Let’s learn a financial market concept today, shall we?
Financial contagion, this is a phenomenon where financial problems spread from one country to another through several channels like trade, investment or the financial markets.
One way that financial contagion can occur is through trade linkages. If a country experiences a financial crisis that results in its inability to pay for the goods and services it imports from other countries, this can lead to a loss of income for the countries that were exporting to the troubled nation, and may cause them to experience their own financial difficulties.
Another way contagion can occur is through investment linkages. When investors in one country have less confidence in the economic situation there, they may start to withdraw their investments. This can lead to reduced asset value for the country in question and losses for international investors who own those assets. Similarly in the financial markets when investors rapidly sell off assets, the reduced value of those assets results in loss of confidence in the markets which can spread from one market to another and from country to country.

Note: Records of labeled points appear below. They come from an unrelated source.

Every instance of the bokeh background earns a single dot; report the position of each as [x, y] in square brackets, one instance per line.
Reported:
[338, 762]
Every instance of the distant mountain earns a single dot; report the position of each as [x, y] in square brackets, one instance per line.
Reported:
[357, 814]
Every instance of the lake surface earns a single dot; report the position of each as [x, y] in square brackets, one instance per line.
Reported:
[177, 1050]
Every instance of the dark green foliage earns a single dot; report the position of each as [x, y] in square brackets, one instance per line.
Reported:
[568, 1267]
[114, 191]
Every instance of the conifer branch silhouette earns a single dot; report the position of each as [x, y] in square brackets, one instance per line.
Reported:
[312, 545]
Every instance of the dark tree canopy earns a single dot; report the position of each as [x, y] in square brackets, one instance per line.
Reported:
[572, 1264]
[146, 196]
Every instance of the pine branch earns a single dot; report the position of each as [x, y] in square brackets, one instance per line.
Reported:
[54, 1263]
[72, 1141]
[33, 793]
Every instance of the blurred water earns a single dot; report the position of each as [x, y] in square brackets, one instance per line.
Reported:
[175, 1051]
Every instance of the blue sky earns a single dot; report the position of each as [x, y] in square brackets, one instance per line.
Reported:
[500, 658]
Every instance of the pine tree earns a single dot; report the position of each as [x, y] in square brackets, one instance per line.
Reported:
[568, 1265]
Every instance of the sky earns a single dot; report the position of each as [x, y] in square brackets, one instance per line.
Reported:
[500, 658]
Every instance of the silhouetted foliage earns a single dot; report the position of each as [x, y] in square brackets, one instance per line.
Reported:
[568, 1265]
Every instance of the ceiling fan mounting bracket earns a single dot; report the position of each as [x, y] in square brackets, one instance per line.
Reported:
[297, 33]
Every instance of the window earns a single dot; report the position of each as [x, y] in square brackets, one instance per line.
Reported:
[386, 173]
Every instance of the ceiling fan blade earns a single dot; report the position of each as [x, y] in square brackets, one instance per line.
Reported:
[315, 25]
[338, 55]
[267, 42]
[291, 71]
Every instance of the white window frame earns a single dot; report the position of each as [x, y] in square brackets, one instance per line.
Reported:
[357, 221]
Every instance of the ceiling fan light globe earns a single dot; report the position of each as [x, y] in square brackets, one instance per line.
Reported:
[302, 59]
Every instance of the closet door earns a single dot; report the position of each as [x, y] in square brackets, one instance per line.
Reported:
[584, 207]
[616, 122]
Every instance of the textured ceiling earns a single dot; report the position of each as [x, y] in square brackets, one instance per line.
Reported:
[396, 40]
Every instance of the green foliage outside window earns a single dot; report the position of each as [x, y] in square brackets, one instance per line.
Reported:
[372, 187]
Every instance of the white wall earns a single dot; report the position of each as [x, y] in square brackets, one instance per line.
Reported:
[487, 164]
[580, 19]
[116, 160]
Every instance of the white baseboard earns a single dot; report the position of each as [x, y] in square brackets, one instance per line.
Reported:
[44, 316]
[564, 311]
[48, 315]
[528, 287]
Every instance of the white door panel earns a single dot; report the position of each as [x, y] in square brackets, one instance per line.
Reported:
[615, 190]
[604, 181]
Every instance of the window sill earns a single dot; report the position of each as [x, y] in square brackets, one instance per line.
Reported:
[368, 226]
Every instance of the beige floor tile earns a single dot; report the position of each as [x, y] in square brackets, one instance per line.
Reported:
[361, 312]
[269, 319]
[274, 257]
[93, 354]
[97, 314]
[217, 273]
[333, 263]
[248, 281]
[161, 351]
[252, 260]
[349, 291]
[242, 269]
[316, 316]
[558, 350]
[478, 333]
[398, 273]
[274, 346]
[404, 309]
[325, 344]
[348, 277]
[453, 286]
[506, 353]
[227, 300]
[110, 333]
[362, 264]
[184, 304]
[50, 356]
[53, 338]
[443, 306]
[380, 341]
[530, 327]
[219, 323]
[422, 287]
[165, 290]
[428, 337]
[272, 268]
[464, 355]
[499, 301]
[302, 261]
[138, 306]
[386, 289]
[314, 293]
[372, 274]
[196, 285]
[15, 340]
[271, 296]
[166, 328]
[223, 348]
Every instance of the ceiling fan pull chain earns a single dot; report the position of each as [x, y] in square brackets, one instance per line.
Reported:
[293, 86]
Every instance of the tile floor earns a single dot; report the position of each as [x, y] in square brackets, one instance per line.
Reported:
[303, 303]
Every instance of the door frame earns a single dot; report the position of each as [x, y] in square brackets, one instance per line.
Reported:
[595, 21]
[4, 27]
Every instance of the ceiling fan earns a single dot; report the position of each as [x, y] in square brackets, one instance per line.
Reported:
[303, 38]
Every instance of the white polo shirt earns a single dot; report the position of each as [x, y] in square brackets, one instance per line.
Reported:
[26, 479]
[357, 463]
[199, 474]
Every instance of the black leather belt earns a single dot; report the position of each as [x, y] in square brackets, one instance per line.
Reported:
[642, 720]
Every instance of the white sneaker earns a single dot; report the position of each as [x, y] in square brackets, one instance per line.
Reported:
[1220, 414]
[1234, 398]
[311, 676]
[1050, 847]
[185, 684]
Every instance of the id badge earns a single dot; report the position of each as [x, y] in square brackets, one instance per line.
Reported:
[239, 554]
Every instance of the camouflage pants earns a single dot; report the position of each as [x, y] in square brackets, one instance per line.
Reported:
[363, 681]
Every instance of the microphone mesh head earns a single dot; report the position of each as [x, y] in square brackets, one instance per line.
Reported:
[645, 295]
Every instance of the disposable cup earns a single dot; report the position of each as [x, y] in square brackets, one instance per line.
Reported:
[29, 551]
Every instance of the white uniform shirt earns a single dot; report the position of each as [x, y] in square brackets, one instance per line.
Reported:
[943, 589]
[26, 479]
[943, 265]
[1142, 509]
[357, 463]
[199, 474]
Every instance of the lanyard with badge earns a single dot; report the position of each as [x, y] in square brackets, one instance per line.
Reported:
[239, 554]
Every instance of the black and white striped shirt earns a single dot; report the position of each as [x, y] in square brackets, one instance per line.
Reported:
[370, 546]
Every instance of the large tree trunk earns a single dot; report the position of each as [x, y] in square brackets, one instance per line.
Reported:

When financial problems spread across boarders through any of these channels, we can say financial contagion has occurred and usually, it has significant impact on the global economy.
To learn
Some real life examples of the occurrence of financial contagion include the global financial crisis of 2008, the 1997 Asian financial crisis and on a smaller scale the Chinese stock market crash.
The global financial crisis began in the United States, when a housing bubble burst and caused a decline in the value of mortgage-backed securities. Basically, people were easily given housing loans and at some point they couldn’t pay back, but because these loans had been packaged as securities banks and investors could trade, when people started defaulting, the value of these securities reduced drastically. This led to huge losses for financial institutions around the world and in turn a global stock market decline and a freeze in the credit market.
The 1997 Asian financial crisis began in Thailand when the government was unable to maintain the value of its currency and was forced to float it, that is, let the market decide its value. This led to a decline in the value of the currency, Thai Baht, and this spread to other countries including Indonesia, South Korea and Russia. In 2015-2016, the Chinese stock market crashed as a result of decline in the value of Chinese stocks. Investors all over the world lost some value and there was significant drop in commodity prices.
As scary as financial contagion can be, it’s a subtle reminder that the world is a global village and has been connected in several ways through globalization.